1) Set NaN values to zero before it is passed through np.nanmax/np.nanmin. This would be changing the source code slightly.

2) Change the test to suppress the RuntimeWarning.

Therefore, I dont think the current edits on this PR would be a good fix. Based off what I've read about RuntimeWarning, it seems that option 2 might be the best. In option 1, we run the risk of slightly changing the functionality of the code. I've made a PR with option 2 edits. If you think that would be best, we can close this PR.

Screenshot 2024-10-27 at 5 39 02 PM Screenshot 2024-10-27 at 5 36 12 PM
bobleesj commented 1 month ago

Just swinging by - I am wondering why the test inputs all contain "NaN values for an entire slice" in the first place? Just not understanding the motivation for this test in the first place

sbillinge commented 1 month ago

Yes, I am with Bob on this. I still don't understand what the test is trying to achieve. this is what we want to get to the bottom of.

sbillinge commented 1 month ago

...to expand on that. Maybe we expect that we will encounter NaNs in some array and we don't want the code to crash when that happens for some reason. We decide to handle it by allowing this situation to proceed but to provide a warning to the user that this happened. One way to do that is to handle the NaNs but trigger a RunTimeWarning. In this case I would write a test to ensure this behavior. I would make an input array with NaN's then I would test that it doesn't crash but I would test that it produces a RunTimeWarning with the desired warning message. If it does, the test would pass and the testing framework would capture the warning so we would see it as a green dot and no warning. This is not happening so we need to fix the test, not change the code, which is working as expected (not crashing and triggering a runtime warning).

Another possibility is that I want the code to crash when it encounters NaN's, in which case I want the test to fail if it doesn't crash when the test gives it NaNs.
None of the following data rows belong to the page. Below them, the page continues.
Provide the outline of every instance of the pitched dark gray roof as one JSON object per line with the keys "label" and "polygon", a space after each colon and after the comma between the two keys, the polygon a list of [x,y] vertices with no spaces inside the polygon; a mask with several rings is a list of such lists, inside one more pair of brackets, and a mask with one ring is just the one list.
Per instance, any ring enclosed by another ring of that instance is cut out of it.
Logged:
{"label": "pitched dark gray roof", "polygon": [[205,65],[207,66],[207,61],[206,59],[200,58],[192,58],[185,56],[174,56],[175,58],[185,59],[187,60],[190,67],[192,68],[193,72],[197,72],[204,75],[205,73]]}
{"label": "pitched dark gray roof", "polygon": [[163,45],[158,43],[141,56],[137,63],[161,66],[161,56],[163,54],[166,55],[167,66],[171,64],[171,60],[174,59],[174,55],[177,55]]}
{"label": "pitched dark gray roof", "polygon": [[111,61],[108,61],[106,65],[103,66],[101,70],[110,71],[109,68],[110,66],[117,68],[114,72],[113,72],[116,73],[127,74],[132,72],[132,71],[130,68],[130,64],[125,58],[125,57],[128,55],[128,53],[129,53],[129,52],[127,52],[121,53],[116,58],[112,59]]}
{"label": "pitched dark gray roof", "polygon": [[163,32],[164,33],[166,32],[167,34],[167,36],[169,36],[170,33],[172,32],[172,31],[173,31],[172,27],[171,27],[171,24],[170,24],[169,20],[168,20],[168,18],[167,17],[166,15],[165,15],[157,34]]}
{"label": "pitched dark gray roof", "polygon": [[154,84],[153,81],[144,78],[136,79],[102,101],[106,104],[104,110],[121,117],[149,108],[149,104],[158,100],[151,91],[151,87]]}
In this case I need to update the code and the test here (the code is not crashing and the test is not failing when it doesn't crash). And so on....

But I am guessing and presenting different scenarios...what we want to do is have a conversation on here which is more along these lines. What behavior do we want the code to have in different scenarios...then we write tests to test that behavior. @cadenmyers13 I appreciate your work on this, but you are delving into the wrong thing...how the code methods work, not how we want our code to behave. Once we decide what behavior we want, we can look into the best way to implement that, in which case we want to get into different code methods that will deliver our desired behavior. Does that make sense?